Choose polar coordinates $(0 \leq \sigma \lt 2\pi,0 \lt r \leq 1)$ away from the origin and choose a smoothing function $f : [0,1] \to [0,1]$, i.e an orientation preserving diffeomorphism constant in a neighbourhood of the boundary of the interval.

Then setting $\hat A := f(r) \tilde A_\sigma(\sigma) \, d \sigma + f'(r) (\int_0^\sigma \tilde A_\sigma(s)\,d s) \, d r$ does the job. This is well defined precisely because $\int_0^{2\pi} A_\sigma(s) = 0$.

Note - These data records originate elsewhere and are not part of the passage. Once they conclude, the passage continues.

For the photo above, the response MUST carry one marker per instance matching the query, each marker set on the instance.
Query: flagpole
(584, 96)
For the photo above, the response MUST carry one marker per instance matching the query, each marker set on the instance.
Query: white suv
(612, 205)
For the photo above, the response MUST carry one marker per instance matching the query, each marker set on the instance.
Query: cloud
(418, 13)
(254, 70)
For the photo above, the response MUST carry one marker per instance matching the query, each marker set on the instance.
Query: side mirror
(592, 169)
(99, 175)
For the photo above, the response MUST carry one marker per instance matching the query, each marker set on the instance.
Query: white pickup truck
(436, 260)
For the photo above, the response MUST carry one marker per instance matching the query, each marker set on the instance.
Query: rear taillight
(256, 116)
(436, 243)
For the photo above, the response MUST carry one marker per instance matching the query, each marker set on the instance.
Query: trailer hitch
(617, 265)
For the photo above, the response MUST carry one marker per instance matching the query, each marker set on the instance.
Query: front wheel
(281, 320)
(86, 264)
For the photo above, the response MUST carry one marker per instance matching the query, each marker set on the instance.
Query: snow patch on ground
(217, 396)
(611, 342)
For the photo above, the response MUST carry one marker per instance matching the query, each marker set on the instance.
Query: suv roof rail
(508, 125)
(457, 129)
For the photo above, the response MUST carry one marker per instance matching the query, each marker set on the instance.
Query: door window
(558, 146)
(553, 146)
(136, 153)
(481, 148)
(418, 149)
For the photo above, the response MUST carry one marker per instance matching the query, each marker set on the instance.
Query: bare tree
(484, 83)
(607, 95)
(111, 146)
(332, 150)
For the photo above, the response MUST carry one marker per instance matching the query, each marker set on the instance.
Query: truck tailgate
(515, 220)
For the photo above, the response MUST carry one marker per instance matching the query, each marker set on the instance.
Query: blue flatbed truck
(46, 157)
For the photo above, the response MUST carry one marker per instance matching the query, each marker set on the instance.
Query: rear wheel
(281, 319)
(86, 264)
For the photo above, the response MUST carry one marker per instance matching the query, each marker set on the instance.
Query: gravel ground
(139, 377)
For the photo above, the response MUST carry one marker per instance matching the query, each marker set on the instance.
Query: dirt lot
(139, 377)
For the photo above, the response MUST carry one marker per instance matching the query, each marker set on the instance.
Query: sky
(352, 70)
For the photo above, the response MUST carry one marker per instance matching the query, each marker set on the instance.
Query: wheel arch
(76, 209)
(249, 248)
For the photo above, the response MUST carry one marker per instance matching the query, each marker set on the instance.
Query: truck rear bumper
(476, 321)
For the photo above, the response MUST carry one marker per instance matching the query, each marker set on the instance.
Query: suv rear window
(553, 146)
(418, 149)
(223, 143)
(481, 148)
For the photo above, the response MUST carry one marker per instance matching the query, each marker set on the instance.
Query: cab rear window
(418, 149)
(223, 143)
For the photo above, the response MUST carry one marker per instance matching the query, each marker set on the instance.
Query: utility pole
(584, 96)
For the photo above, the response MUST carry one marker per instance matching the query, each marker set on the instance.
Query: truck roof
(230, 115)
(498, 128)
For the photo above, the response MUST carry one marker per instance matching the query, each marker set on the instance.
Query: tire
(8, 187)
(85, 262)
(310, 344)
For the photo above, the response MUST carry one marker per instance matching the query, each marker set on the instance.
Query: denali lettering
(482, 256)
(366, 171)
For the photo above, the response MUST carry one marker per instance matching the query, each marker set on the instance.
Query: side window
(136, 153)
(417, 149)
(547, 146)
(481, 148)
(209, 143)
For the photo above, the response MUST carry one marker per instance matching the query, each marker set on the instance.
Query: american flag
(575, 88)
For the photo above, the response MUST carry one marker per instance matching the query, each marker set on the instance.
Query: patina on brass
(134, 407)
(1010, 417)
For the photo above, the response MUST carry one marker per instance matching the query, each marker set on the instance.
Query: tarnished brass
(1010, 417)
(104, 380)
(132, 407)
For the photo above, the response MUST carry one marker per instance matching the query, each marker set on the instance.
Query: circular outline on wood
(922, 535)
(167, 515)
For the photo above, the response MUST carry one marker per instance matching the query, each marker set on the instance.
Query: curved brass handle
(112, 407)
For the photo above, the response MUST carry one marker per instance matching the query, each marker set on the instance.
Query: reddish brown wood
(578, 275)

Maybe you are not convinced yet that this is more than a weird collection of trivialities. It becomes a bit more interessting when we change perspective as follows:

There is a non-concrete generalized smooth space (as described in convenient category of smooth spaces) with the funny name $S(CE(u(1)))$ which is the

classifying spacefor closed 1-forms: for every manifold $X$ we have a bijection between smooth flat 1-forms on $X$ and smooth maps from $X$ into this classifying space $Maps(X,S(CE(u(1)))) \simeq \Omega^1_{closed}(X) \,.$The above computation shows that

Proposition.The fundamental group of $S(CE(u(1)))$ is $\mathbb{R}$.Even more: writing $\mathbf{B}\mathbb{R}$ for the one-object groupoid version of the group $\mathbb{R}$ we have:

The concretization of the fundamental groupoid of $S(CE(u(1)))$ is $\mathbf{B}\mathbb{R}$:

$\Pi_1(S(CE(u(1)))) = \mathbf{B}\mathbb{R} \,.$

To see this, one has to notice that there is a

family versionof the above yoga:Let $U$ be any Euclidean space (the statment also works with $U$ any manifold). Let now $A$ be any closed 1-form on the interval times $U$ $A \in \Omega^1_{closed}([0,1]\times U) \,,$ i.e. a $U$-family of closed 1-forms. For $\{u^1\}$ a global coordinate system of $U$ we can decompose this as $A := A_\sigma d\sigma + \sum_i A_{u^i} d u^i \,.$

Then we have the following generalization:

Definition.For $A,A' \in \Omega^1_{flat}([0,1]\times U)$ define an equivalence relation which says that $A \sim A'$ precisely if there is a flat 1-form $\hat A \in \Omega^1(D^2\times U)$ on the disk times $U$ which interpolates between $A$ and $A'$ in the above sense.Proposition:Now the equivalence classes are real-valued smooth functions on $U$:$\Omega^1_{closed}([0,1] \times U)/\sim \simeq C^\infty(U,\mathbb{R}) \,.$ The equivalence is realized on representatives by the integral $\int_{[0,1]}$ at fixed $u \in U$

$\int_{[0,1]} (-)|_{u} : \Omega^1_{flat}([0,1]\times U) \to C^\infty(U,\mathbb{R}) \,.$

Proof:

Again it is clear that if there is an interpolating 1-form, then the integrals agree. Conversely, if the integrals agree proceed as above, build a 1-form $\tilde A \in \Omega^1_{closed}(S^1 \times U)$ to be decomposed as $\tilde A = \tilde A_\sigma d\sigma + \sum_i \tilde A_{u^i} \, d u^i \,.$

Then set as before $\hat A = f(r) (\tilde A_\sigma d\sigma + \sum_i \tilde A_{u^i}\, d u^i) + f'(r)(\int_0^\sigma \tilde A_\sigma \, d\sigma) dr \,.$

To see that this is indeed closed differentiate under the integral sign and use the flatness of $\tilde A$.

There are analogous stories to be told for “integration without integration” of higher forms. That amounts to computing the concrete fundamental $n$-groupoid

$\Pi_n(S(CE(b^{n-1}u(1))))$

of the non-concrete generalized smooth classifying space of closed $n$-forms.